Rui Borges: A Visão do Técnico por Trás da Ascensão do Sporting

  1. Rui Borges começou no Mirandela.
  2. Sporting ficou entre os 8 primeiros na Champions.
  3. A equipa não sofre golos há 4 jogos.
  4. “O leão já prepara uma nova pele.”

Rui Borges, o técnico que começou a sua jornada no modesto Mirandela, reflete sobre a ascensão meteórica da equipa, destacando a importância da dedicação e do esforço contínuo. Em entrevista à UEFA, na antecâmara dos oitavos de final da Liga dos Campeões, o treinador partilhou a sua perspetiva sobre a gestão da equipa e a sua filosofia de trabalho. “A equipa tem tido uma ambição infinita, mas um rigor e um compromisso fantástico, o que nos levou a fazer uma campanha maravilhosa”, afirmou. Esta abordagem tem sido, segundo o técnico, o pilar para os resultados alcançados, com a equipa a superar as expectativas iniciais. A campanha na Champions, em particular, foi um marco: “Para mim, enquanto treinador, foi muito bom. Na primeira época que eu levo a Champions desde o início, acabar nos 8 primeiros, no meio dos melhores, era impensável. Acho que ninguém em Portugal acreditava que o Sporting ficaria nos oito primeiros. Por isso, valoriza muito, ainda mais, aquilo que tem sido o nosso trajeto, o nosso caminho. Que assim continue porque nós queremos estar entre os melhores, queremos disputar esta Champions até ao fim da melhor maneira e marcar a história do Sporting na competição.”

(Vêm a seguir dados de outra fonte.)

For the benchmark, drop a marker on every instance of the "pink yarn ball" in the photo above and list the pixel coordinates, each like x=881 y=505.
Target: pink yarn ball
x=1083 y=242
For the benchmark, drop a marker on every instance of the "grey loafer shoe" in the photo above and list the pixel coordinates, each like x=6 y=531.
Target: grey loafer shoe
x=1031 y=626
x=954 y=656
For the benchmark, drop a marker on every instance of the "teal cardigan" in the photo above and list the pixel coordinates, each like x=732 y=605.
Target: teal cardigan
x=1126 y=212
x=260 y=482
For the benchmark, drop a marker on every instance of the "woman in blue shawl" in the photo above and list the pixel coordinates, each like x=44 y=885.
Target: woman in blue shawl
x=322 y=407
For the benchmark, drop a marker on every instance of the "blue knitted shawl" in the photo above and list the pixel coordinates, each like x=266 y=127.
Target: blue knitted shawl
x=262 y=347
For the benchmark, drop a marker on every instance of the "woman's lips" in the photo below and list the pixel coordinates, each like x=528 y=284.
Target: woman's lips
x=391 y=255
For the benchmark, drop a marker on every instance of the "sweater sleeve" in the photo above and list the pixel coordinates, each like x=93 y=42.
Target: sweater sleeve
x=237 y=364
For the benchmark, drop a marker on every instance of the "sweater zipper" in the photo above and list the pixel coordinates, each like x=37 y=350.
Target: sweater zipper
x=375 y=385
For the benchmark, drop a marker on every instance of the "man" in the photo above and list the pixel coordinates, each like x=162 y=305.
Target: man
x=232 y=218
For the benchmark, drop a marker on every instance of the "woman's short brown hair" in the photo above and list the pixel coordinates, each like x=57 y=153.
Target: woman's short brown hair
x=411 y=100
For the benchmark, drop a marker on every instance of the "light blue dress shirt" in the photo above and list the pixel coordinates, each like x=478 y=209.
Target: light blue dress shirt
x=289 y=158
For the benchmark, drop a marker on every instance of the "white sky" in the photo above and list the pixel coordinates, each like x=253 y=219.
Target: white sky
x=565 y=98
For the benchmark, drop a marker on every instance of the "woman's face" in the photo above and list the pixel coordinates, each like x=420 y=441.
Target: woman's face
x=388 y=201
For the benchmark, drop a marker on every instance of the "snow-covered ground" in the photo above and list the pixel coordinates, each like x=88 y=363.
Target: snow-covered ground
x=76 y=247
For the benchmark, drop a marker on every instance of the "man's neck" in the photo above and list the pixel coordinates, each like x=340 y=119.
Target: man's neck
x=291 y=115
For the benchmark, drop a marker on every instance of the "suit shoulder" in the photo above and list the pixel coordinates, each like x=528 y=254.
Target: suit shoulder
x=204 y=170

Apesar da ambição, a realidade do campeonato nacional exige uma abordagem pragmática, um “novo plano” para consolidar a posição da equipa. Após a recente Taça de Portugal, Rui Borges reuniu o grupo no balneário com uma mensagem clara: elevar os índices de intensidade, competitividade e agressividade positiva. A ideia é construir uma equipa que se imponha em qualquer cenário, seja pela técnica ou pela atitude. “Uma equipa de faca nos dentes”, é como o técnico descreve a mentalidade necessária para esta reta final.

O treinador sublinha a importância dos duelos individuais, um aspeto que considera decisivo em jogos equilibrados. “O último clássico, aliás, serviu precisamente de exemplo para reforçar essa ideia junto do plantel”, revelou, apontando a supremacia nos duelos como um reflexo da competitividade da equipa. A estratégia passa também por proteger o grupo do ruído exterior, garantindo que o foco permanece no rendimento desportivo. “O ruído externo não deve interferir na preparação da equipa nem na concentração para os desafios seguintes”, assegurou. A equipa tem mostrado uma evolução notável, com quatro jogos consecutivos sem sofrer golos, demonstrando uma solidez defensiva que será crucial para as grandes decisões da temporada. “O leão já prepara uma nova pele”, conclui, antecipando uma fase determinante onde a luta por cada centímetro de relva será decisiva.